La première problématique concerne l’accompagnement des publics fragiles, tout particulièrement les personnes âgées dépendantes. La réponse est encore loin des enjeux, et nous savons tous ici que le projet de loi relatif à l’adaptation de la société au vieillissement ne répond que de très loin à cette question aussi vaste que préoccupante. Les emplois de ce secteur sont presque exclusivement occupés par des femmes ; ils sont souvent pénibles et difficiles. Il faut mettre en place un parcours professionnel incluant une formation et offrant des débouchés valorisants. En la matière, nous n’en sommes qu’au début, avec des moyens très faibles pour le moment.
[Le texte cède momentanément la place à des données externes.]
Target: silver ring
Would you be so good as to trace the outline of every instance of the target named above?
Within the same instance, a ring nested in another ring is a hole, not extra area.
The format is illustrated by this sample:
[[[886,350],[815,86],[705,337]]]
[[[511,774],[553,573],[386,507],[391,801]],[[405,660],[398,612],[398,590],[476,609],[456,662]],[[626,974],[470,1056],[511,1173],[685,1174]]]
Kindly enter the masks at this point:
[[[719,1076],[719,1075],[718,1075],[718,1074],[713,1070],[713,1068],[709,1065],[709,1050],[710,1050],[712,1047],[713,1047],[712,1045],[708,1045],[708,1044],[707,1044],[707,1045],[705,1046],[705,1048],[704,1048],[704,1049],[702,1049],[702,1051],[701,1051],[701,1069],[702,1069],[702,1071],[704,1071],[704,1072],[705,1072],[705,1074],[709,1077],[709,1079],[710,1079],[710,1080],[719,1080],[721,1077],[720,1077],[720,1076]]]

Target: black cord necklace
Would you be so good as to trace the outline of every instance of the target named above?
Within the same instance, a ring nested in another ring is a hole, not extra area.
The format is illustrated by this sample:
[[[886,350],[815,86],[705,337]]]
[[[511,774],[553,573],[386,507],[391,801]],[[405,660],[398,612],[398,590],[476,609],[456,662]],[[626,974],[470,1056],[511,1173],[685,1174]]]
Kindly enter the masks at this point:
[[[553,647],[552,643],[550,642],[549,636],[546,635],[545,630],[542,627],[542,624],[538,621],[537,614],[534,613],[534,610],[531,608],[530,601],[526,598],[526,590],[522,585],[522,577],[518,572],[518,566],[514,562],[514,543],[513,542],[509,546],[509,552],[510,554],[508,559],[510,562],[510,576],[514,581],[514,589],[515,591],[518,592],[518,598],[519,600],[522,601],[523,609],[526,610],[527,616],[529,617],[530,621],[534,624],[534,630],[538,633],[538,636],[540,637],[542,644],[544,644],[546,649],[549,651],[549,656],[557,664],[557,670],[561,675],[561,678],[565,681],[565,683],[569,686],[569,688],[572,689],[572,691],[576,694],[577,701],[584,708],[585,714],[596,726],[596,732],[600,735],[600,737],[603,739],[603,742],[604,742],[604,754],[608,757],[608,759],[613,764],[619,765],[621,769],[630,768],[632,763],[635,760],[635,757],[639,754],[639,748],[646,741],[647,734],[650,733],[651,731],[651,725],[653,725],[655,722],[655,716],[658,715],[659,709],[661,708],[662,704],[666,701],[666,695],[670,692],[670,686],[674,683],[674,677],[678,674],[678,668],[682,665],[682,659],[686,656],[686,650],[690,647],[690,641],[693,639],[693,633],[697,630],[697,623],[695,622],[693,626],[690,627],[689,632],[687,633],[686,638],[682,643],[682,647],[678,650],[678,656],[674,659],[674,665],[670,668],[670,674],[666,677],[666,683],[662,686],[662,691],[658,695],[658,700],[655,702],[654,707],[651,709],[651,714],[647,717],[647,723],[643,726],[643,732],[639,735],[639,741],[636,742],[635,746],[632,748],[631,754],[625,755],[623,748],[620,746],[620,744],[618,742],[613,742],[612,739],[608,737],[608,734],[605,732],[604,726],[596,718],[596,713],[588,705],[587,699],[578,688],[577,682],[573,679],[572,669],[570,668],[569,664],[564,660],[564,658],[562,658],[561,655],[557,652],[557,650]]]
Mais ce n’est pas en déséquilibrant le marché de l’emploi que l’on répondra à ce problème de manière satisfaisante. Telle est bien en effet la seconde problématique : comment stimuler l’emploi dans un contexte de chômage important ? À ce sujet, Martine Pinville et moi-même nous sommes accordées sur la proposition suivante : l’âge qui ouvre droit à exonération totale des cotisations patronales pourrait être repoussé de 70 ans à 80 ans. Cette mesure représenterait environ 80 millions d’euros d’économies, selon la Cour des comptes. Dans ce cas, cependant, il faudrait élargir les droits des personnes de plus de 60 ans dès leur entrée dans le GIR 5.

Madame la secrétaire d’État, je vous pose une première question au sujet de cette proposition. Il faudrait, dans cette éventualité, que l’ensemble du secteur des services à la personne – particuliers employeurs, entreprises, associations – puisse intervenir, sur prescription des caisses de retraite, pour les personnes classées dans les GIR 5 et 6. Il semblerait que cela soit déjà possible, comme l’a affirmé le responsable de la CARSAT – la caisse d’assurance retraite et de la santé au travail – de ma région. Pourtant, personne ne le sait : tout le monde pense que seules certaines associations peuvent intervenir ! Pourriez-vous nous dire clairement, madame la secrétaire d’État, si la prescription des caisses de retraite pour les GIR 5 et 6 est possible pour l’ensemble des services à la personne ? Si ce n’était pas le cas, il faudrait faire évoluer les choses sur ce point.

Je vous pose une deuxième question concernant le débat qui vient d’avoir lieu au Sénat, et qui met le secteur en émoi. On sent bien que les services agréés sont en danger ; ils représentent pourtant plus de 100 000 emplois. Le Gouvernement a demandé un rapport, et proposé une expérimentation, mais entend-il tout autoriser ? Nous proposons, au contraire, de diriger les CPOM vers les services agréés et autorisés.

Troisième et dernière question, qui touche au coeur de mon débat avec Martine Pinville : le Gouvernement a-t-il l’intention de modifier l’environnement fiscal et les exonérations sociales de ce secteur ? Je rappelle que cela a déjà été fait dans le cadre des lois de financement de la Sécurité sociale pour 2013 et 2014. Les résultats ne se sont d’ailleurs pas fait attendre : le nombre d’emplois déclarés a déjà baissé. Voulez-vous prendre ce risque dans le contexte économique actuel ?

Je vous remercie d’avance, madame la secrétaire d’État, pour vos réponses.